Riwalo : Depuis que je sais réfléchir plus loin que cinq secondes. Depuis que je comprends que refuser n’était pas une option. Ce n’est pas notre monde paisible, Fripon. Dans celui-ci, on doit prendre part à la guerre. Nos valeurs et mentalités de citoyens français n’ont aucune signification ici !

Fripon : Ah ouais ?! On aurait quand même pu essayer ! On est censés être libres, non ? Aventuriers, pas assassins !

Riwalo : Libres ? Tu crois vraiment que quand une reine te convoque, tu peux dire non sans conséquences ?

Il repoussa doucement Fripon, assez pour se dégager, puis croisa les bras.

Riwalo : Si on refusait, elle nous surveillerait. Si on fuyait, elle nous traquerait.

Fripon resta silencieux un instant, pris de court, mais sa colère ne retomba pas.

Fripon : Et donc ta solution, c’est de dire oui ? De décider que toi, tu feras le sale boulot pendant que moi je ferme les yeux ?

Riwalo : Justement non.

Il leva légèrement la voix, chose rare.

Riwalo : J’ai fait en sorte que tu n’aies jamais à tuer quelqu’un. J’ai pris ça sur moi. Parce que je te connais. Parce que je sais que ça te détruirait.

Fripon : Mais t’en sais rien ! Peut-être que je pourrais ! Peut-être que je…

Il avança jusqu’à frôler l’épaule de Fripon, leurs silhouettes se croisant comme deux lignes opposées.

Riwalo : Non.

Puis il poursuivit son chemin sans ralentir.

Fripon resta sans rien dire, les bras le long du corps, le visage mêlé entre tristesse et colère, puis il se retourna.

Fripon : Bon… on va manger ? Curry ?

Riwalo s’arrêta et se tourna légèrement vers Fripon, croisant son regard. Un léger sourire se forma sur ses lèvres.

Riwalo : Inutile de me le demander deux fois. Mais je te préviens, ça va coûter cher pour nos porte-monnaie.
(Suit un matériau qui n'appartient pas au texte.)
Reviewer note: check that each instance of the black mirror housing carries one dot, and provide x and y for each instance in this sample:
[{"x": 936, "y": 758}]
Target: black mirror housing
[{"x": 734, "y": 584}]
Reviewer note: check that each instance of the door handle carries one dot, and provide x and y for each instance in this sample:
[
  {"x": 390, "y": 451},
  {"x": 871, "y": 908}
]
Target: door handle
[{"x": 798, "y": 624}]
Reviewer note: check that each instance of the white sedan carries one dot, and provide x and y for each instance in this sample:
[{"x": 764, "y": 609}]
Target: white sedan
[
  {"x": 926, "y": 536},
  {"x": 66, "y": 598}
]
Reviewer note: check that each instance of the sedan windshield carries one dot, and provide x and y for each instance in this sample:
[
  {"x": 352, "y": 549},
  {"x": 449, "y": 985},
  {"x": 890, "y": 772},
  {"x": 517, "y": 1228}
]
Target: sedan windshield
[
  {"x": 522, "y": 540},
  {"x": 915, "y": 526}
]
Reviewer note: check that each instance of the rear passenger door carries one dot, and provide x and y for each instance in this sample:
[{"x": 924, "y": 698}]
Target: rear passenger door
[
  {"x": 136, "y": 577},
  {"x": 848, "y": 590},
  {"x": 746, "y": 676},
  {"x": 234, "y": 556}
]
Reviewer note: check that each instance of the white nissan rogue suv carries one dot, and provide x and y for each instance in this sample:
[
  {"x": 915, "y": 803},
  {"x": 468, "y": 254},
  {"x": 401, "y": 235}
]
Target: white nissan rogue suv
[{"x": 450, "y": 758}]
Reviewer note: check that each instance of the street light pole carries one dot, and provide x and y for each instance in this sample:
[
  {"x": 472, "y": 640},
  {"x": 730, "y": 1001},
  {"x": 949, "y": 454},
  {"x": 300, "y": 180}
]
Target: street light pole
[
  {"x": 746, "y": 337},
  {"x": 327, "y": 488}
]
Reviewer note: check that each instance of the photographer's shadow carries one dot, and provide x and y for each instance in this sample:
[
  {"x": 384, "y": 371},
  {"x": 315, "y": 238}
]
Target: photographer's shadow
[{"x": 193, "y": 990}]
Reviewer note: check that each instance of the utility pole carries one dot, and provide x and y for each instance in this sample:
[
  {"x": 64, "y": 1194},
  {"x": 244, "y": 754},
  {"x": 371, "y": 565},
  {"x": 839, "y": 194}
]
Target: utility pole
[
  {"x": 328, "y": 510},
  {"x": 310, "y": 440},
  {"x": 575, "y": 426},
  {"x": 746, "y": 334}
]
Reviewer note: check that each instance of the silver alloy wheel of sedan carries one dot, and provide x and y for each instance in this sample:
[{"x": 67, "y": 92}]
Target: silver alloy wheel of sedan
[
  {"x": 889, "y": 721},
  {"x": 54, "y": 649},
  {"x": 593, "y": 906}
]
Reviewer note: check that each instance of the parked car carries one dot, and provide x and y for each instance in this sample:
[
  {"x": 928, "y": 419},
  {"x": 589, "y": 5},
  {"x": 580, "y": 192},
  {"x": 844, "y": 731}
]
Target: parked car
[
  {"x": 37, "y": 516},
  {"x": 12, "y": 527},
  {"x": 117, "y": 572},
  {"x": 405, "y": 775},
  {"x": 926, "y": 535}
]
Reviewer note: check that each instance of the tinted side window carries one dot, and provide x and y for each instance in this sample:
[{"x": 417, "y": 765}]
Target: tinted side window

Fripon : Tiens donc, tu vas payer ta part pour une fois.

Riwalo : - Gonfle les joues, vexé - Évidemment que pour de la nourriture, je paie ! Ce n’est pas comme leur taxe d’entrée ingrate.

Les deux jumeaux échangèrent un sourire complice, détendant l’atmosphère. Fripon se mit à la hauteur de son frère et tous deux marchèrent jusqu’à la taverne la plus proche, Riwalo énumérant tous les plats qu’il voulait manger, et Fripon essayant de calmer ses ardeurs, car leurs porte-monnaie ne tiendraient jamais la journée.